Now imagine it also enabled a huge range of financial adventures which got some people rich and some people poor and caused most normal people to hate jQuery. That would be silly. jQuery is still a useful tool. It's not just for pumping and dumping tokens... It's great for manipulating DOM elements too!

I hope maybe this crash will help people realize that public permissionless distributed databases and the cryptographic primitives that make them secure can, like jQuery, be used to generate new amazing software products that previously could not exist and are not just about get rich quick schemes.

--edited for formatting/clarity

1 comments

The difference is that people actually did a lot of useful things with jQuery instead of just talking about its potential nonstop for a decade.
there are isolated cases of useful things done with some of the top names in crypto.

El Salvador helped break the backs of the international money transfer companies charging usurious prices for a simple ledger entry.[2]

Cardano is helping to build projects that are corruption and coercion resistant[1]

I'm sure others could come up with examples.

What has been unreal is the bubble though.
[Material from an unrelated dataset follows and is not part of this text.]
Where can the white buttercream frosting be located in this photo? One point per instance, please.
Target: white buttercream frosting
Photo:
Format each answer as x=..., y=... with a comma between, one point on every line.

People have tried to get rich quick off these things, meaning the use and utility value is much less than the speculative. Some of these projects have brought millions and maybe billions of value, but collectively maybe even now they seem to be over priced.

[2]: https://www.cnbc.com/2021/09/09/el-salvador-bitcoin-move-cou...

[1]: https://africa.cardano.org/

People are doing useful things with public distributed databases and cryptography as well. Unfortunately it has been largely overshadowed by the greed. This is an artifact of human involvement.

Mathematics implementations and new data storage paradigms are still our friends here at HN. Aren't they?